England captain Harry Kane during a training session at Al Wakrah SC Stadium in Doha on Nov 18. PHOTO: AFP

The main message from those who are following England at the World Cup in Qatar is that it’s hot. Very hot.

And if not unbearable, then very possibly oppressive. After barely a week of acclimatisation, that presents a problem for Gareth Southgate’s men who played Premier League football less than 10 days ago amid squally showers and a biting autumnal wind. 

Much of the same goes for most of the World Cup’s European contingent, of course. So that excuse, which was floated when England wilted eight years ago in Brazil, will provide little protection should the Three Lions fail to live up to expectations. 

Just what are those expectations? The lack of the usual three- or four-week build-up to a major tournament means very little pressure or hype has built up.

A group that reached the semis four years ago and lost the European Championship final in 2021 have not lost any of their leading players, though, when facing Iran at the Khalifa International Stadium at 9pm (Singapore time) on Monday.

But the key question is who Southgate will pick in defence. 

Kyle Walker, whose speed and athleticism make him indispensable as the right side of a defensive trio, is still to recover from a shoulder injury. It is hoped the Manchester City man can play his part later in the tournament.

The selection or not of Harry Maguire is key, and a test of Southgate’s loyalty to those who served him in the last two tournaments. The Manchester United player is a reserve at his club, having made a disastrous start under Erik ten Hag.
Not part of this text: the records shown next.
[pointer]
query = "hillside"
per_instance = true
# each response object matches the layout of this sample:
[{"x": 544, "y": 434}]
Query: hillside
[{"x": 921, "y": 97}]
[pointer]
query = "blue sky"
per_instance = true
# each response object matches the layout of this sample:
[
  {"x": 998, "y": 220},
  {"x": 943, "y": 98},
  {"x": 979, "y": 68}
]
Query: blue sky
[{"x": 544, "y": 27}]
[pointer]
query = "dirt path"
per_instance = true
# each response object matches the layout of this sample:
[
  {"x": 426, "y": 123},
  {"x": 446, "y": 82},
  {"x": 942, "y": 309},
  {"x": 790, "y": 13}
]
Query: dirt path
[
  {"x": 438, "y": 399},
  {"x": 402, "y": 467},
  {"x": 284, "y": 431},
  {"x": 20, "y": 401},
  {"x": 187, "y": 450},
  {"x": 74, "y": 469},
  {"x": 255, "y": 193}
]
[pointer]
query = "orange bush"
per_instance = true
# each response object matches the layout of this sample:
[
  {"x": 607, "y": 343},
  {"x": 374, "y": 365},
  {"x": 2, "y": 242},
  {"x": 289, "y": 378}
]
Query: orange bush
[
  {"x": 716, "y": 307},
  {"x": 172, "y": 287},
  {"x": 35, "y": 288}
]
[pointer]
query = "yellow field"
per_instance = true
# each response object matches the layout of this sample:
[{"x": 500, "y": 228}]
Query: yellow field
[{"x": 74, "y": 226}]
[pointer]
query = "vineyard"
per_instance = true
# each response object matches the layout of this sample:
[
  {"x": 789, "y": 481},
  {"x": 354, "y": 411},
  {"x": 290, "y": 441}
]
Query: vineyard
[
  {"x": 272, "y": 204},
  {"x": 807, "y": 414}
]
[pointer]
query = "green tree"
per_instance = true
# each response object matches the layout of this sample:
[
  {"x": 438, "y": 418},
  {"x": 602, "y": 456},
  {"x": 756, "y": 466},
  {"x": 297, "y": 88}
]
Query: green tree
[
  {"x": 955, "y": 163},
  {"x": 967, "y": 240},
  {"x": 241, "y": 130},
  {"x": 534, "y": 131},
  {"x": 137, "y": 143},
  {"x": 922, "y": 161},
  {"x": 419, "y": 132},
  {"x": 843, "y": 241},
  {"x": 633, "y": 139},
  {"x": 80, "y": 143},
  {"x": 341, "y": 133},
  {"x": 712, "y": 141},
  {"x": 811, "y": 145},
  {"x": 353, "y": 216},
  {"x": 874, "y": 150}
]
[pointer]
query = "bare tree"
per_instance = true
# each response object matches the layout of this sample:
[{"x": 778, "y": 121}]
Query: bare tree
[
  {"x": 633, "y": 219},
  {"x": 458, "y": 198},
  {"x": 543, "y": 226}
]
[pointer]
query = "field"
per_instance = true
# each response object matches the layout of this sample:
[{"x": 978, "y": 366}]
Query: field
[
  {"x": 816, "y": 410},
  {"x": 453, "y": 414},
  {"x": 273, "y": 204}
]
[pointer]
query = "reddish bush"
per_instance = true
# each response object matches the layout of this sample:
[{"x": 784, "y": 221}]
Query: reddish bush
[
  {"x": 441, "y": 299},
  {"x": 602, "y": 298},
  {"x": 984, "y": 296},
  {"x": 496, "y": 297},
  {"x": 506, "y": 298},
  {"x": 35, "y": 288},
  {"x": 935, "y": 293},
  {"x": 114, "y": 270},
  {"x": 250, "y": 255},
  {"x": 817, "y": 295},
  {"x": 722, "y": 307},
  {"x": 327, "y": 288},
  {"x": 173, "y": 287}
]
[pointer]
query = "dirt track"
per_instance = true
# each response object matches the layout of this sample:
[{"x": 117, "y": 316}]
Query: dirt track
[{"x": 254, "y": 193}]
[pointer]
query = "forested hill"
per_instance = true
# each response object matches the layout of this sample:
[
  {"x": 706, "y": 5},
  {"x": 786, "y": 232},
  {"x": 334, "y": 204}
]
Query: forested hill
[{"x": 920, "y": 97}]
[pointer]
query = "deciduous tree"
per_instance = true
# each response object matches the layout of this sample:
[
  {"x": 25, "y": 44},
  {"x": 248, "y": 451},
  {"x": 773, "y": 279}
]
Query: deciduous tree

Southgate would love to have the steady rock Maguire was in Russia and at the Euro, someone whose passing from defence added fluidity to the attack.

Does that player still exist? Or will the mistake-prone Maguire of recent times, someone who wears his personal disappointments heavily, reappear? 

Iran under Carlos Queiroz, the wily, former Manchester United assistant manager, are expected to be defensive.

As ever, England’s scoring burden will be on captain Harry Kane. The Tottenham Hotspur striker has been in decent scoring form, racking up seven goals in his last 13 matches, despite his club manager Antonio Conte saying that he was tired.

Who plays off Kane is another question of Southgate’s loyalty. Raheem Sterling was superb at the Euro, but his move to Chelsea is yet to be a success.

Mason Mount in midfield is another Euro hero struggling amid the Blues’ slump, while England are yet to see the best of Phil Foden, a leading man at City.

Jude Bellingham seems likely to start and can be one of the breakout stars of the tournament. There is much optimism in the 19-year-old, a midfielder who can carry the ball, score goals and also do the dirty work.

The Borussia Dortmund captain adds freshness and dimension to a team who usually reflect Southgate’s innate, careful conservatism, a formula delivering successes that gives England plenty to live up to in Qatar.

Iran represent the first chance to gauge the temperature of their challenge for the World Cup.